Quanto a lugares estivais, o pontão da Barragem de Andorinhas - num trecho predestinado do rio Ave, logo a jusante da lendária Ponte de Mem Gutierres -, e a Praia Fluvial de Verim, no extremo norte do município, são escolhas evidentes. Não muito longe desta última, o Pelourinho de Moure é uma curiosa obra que contraria o manuelino de onde brotou. E numa outra apertada praia, a Praia Fluvial da Rola, há o Santuário da Senhora de Porto d'Ave, responsável pela concorrida Romaria dos Bifes e dos Melões. De referência internacional é o DiverLanhoso, um dos maiores parques de aventura no continente europeu, com diversificada oferta de actividades, mormente para a criançada.

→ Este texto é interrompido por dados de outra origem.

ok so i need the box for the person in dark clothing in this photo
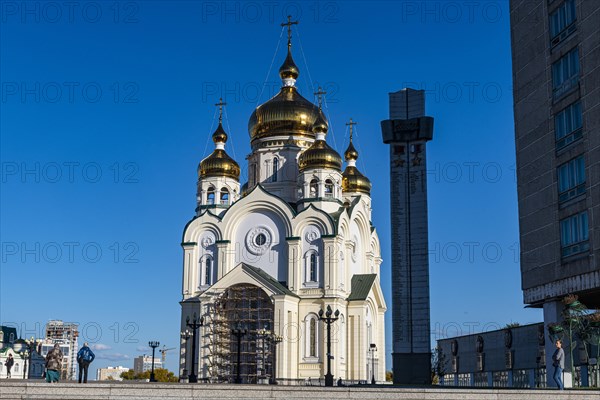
[552,339,565,390]
[76,342,95,383]
[5,354,14,378]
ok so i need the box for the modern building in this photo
[41,320,79,380]
[381,89,434,384]
[133,356,162,374]
[97,366,130,381]
[179,21,386,384]
[510,0,600,387]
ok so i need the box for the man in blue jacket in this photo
[77,342,95,383]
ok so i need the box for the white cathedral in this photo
[179,23,386,384]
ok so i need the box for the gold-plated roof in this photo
[299,140,342,172]
[342,119,370,194]
[344,140,358,161]
[248,86,322,141]
[279,49,299,80]
[199,149,240,180]
[342,166,371,194]
[199,122,240,181]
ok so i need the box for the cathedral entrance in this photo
[205,283,275,384]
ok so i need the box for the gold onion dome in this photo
[248,42,322,142]
[279,49,299,80]
[198,122,240,181]
[298,114,342,172]
[342,126,371,195]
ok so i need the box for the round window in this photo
[255,233,267,246]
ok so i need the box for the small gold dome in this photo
[199,150,240,181]
[344,140,358,161]
[279,49,299,80]
[299,140,342,172]
[342,166,371,194]
[248,87,322,141]
[312,113,329,134]
[212,123,228,143]
[199,123,240,180]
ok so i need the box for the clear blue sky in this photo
[0,1,541,377]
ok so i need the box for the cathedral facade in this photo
[179,25,386,384]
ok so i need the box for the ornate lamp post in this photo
[231,320,248,384]
[270,334,282,385]
[148,341,160,382]
[256,326,270,382]
[370,343,377,384]
[319,305,340,387]
[186,313,204,383]
[180,330,191,381]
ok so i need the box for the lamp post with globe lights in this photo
[318,305,340,387]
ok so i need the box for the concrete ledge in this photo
[1,381,598,400]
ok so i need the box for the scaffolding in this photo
[202,284,275,383]
[44,320,79,381]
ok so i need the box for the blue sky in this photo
[0,1,541,377]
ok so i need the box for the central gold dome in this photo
[248,86,322,142]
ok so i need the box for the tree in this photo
[385,370,393,382]
[431,346,447,385]
[120,368,177,382]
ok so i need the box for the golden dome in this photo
[342,127,371,194]
[299,140,342,172]
[212,122,228,143]
[279,49,299,80]
[199,123,240,180]
[342,166,371,194]
[199,150,240,180]
[344,140,358,161]
[248,87,322,141]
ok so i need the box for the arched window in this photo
[9,333,14,343]
[199,256,213,288]
[304,251,319,287]
[310,179,318,198]
[204,257,212,285]
[14,363,19,373]
[324,179,334,198]
[304,315,319,360]
[272,158,279,182]
[339,314,346,361]
[309,253,317,282]
[309,318,316,357]
[207,187,215,205]
[220,188,229,205]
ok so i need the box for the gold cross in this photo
[314,87,327,109]
[346,118,357,140]
[215,97,226,123]
[281,15,299,48]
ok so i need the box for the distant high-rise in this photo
[381,89,434,384]
[510,0,600,387]
[43,320,79,380]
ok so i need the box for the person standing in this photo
[76,342,95,383]
[552,339,565,390]
[45,344,63,383]
[5,354,14,378]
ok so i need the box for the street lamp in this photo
[270,334,282,385]
[186,313,204,383]
[180,330,191,381]
[231,320,248,384]
[148,341,160,382]
[256,326,270,382]
[370,343,377,385]
[318,305,340,387]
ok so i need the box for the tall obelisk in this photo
[381,88,434,384]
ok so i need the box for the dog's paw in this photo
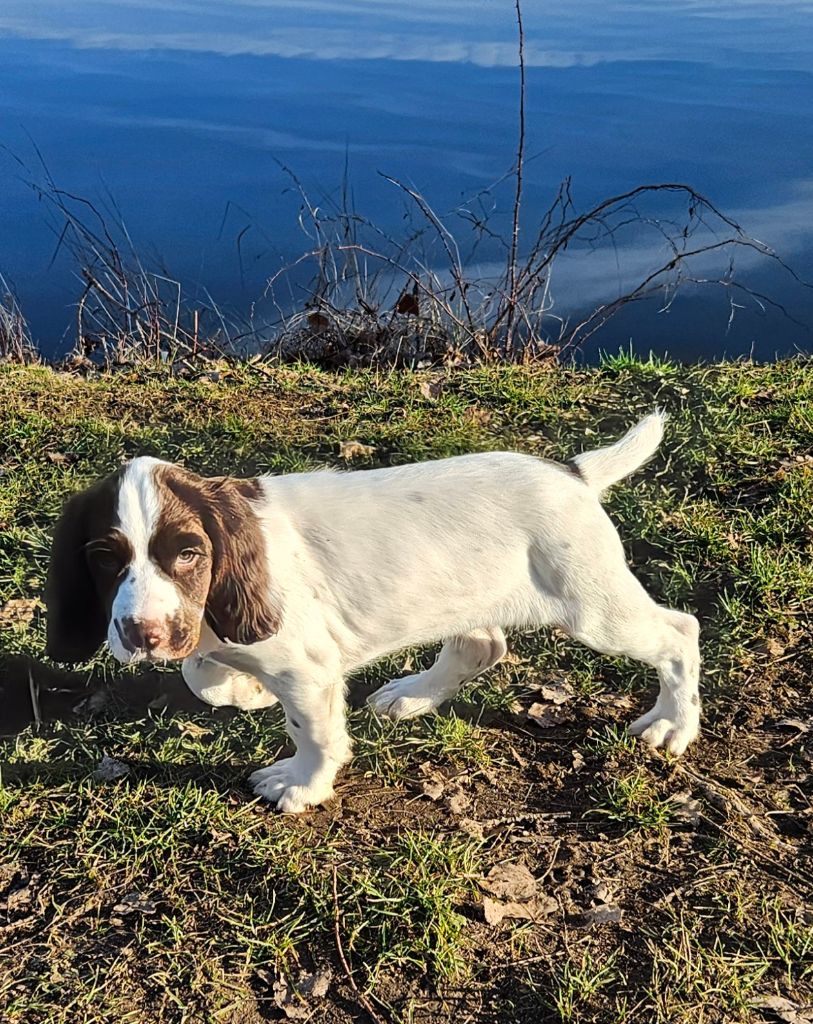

Nas comidas, os dois andares do Velho Minho guardam boa garrafeira e cozinha regional bem preparada - é bom o cabrito, finalizado com um pudim Abade de Priscos. Para dormir, o resguardo da Casa do Monte da Veiga, junto a Calvos (onde respira um dos mais belos carvalhos nacionais), dá noites sossegadas a quem as quiser, mas também a Villa Moura, em Fonte Arcada, entrega boa qualidade de serviço, piscina, e vista desimpedida sobre a serrania que cerca a sede de concelho.